Within a date range? datetime.datetime(2016, 1, 1) <= modified < datetime.datetime(2017, 1, 1) finds files modified within the confines of 2016.

"Why can't I use commas in the numbers?" It's difficult for programming languages to deal with too much punctuation. You can use _'s in the numbers. 1_000_000 will work in Python 3.6. It won't work in older Python variants.

"Why are the dates so complex?" We can use slightly more clever imports to make the dates slightly simpler. Instead of simply using import datetime, we can use from datetime import datetime to make the names shorter. I'm not sure this is the best way to learn, however, so I suggest sticking with the full, formal name for a while.

Writing CSV Output

Here's the other side of the coin. We read a CSV file. Now we want to write a CSV file. Maybe with a subset of file names. Maybe with the dates cleaned up. This is similar to reading a CSV file.

Here's the template for reading and writing CSV files.

with open("keynote.csv") as input_file, open("temp.tmp", "w", newline="") as output_file:
    reader = csv.reader(input_file)
    writer = csv.writer(output_file)
    writer.writerow(["name", "size", "modified"])
    for row in reader:
        writer.writerow(row)

We've expanded the with context to include two open files.

  • The open("keynote.csv") opens a file that can only be read. This is assigned to the input_file variable. There's a mode of "r" that's assumed.

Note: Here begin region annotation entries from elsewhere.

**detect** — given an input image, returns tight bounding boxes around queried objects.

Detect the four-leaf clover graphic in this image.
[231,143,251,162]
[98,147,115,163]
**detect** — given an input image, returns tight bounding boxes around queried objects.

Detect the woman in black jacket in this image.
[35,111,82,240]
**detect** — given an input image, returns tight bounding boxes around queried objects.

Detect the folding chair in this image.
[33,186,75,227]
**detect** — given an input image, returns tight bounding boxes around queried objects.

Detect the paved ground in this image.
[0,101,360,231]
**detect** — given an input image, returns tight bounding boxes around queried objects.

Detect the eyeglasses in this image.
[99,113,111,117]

  • The open("temp.tmp", "w") opens a file that can only be written. The explicit mode of "w" must be provided so that we can write. We've added newline="" to be sure that the newline rules are dictated by the CSV writer instead of using the OS defaults. This is assigned to the output_file variable.

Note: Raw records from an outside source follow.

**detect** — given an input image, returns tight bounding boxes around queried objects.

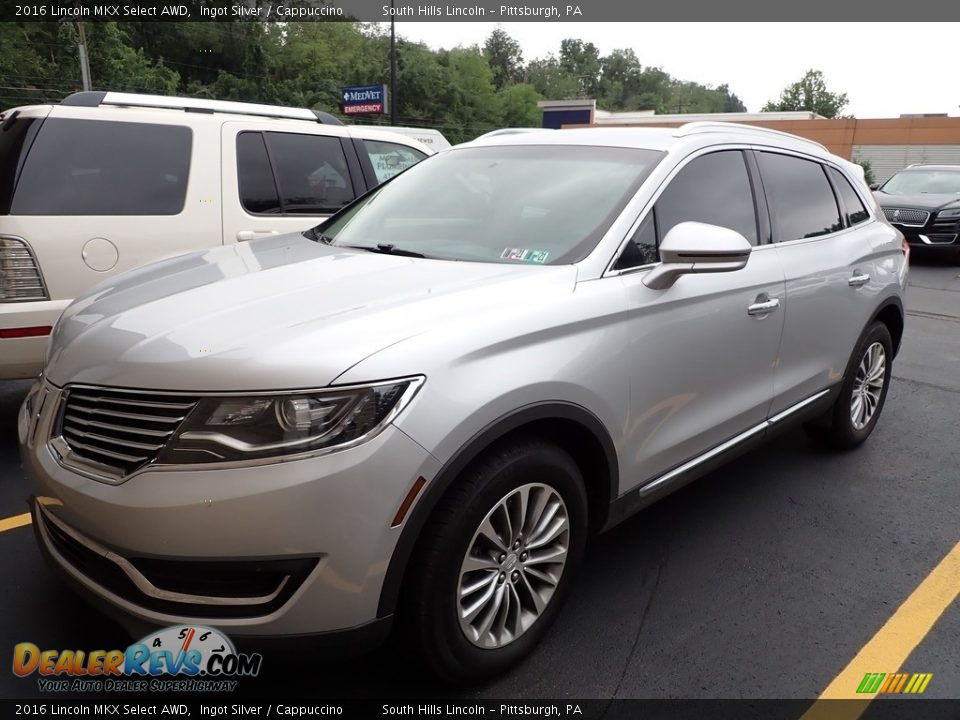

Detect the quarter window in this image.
[264,133,354,215]
[237,133,280,214]
[363,140,427,183]
[757,152,843,242]
[827,168,870,225]
[11,118,192,215]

Indented inside this with statement is the processing we want to do on our two open files. There are four steps.

  1. Create a csv.reader object that can parse the input_file. Save this in the reader variable.

  2. Create a csv.writer object that can write to the output_file in CSV format. This will properly handle commas and quoting of values. This is assigned to the writer variable.

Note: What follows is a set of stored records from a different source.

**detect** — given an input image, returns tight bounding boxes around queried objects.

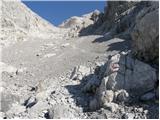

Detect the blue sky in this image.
[23,1,106,26]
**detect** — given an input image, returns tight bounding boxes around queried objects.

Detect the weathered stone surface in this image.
[82,75,100,93]
[140,92,155,101]
[115,90,129,102]
[105,54,157,95]
[70,65,91,80]
[48,104,72,119]
[103,102,118,112]
[131,1,159,64]
[25,96,37,108]
[90,52,157,109]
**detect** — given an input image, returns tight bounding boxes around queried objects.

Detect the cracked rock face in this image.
[90,53,157,109]
[131,2,159,64]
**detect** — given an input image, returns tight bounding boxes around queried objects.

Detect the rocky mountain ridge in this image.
[0,0,159,119]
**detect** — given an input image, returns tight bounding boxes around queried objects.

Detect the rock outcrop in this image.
[0,0,58,46]
[80,52,157,110]
[131,2,159,64]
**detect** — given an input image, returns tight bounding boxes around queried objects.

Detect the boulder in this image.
[70,65,91,80]
[102,53,157,95]
[91,52,157,108]
[131,1,159,64]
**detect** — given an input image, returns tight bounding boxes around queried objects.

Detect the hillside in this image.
[0,0,159,119]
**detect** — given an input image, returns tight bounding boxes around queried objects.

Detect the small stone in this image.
[115,90,129,102]
[143,110,148,115]
[140,92,155,101]
[102,90,114,103]
[48,104,72,119]
[103,102,118,112]
[89,99,98,111]
[25,97,37,108]
[122,113,134,119]
[138,108,143,113]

  3. Use writer.writerow() to put a heading on the output file. Note how we specified the heading column names: we used []'s around the column names, and we provided a list of quoted literal strings.

  4. The rest of the processing is inside the for statement. In this example, we don't do anything useful. We didn't even copy and paste the code to compute sizes and dates. And we left out any filtering that might be part of the application. We cut it down to just the writer.writerow() method of the writer object. This will create proper text for each row and write that text to the output_file.

When the for statement is done, the with statement is also done. The files are properly closed and turned over to the OS.

Conclusion

This demo shows the basics of getting data from a CSV file, doing mappings from the input data to more useful internal data. It shows how to filter lines in a really simple way (by rejecting them.) And it shows how to write the resulting file.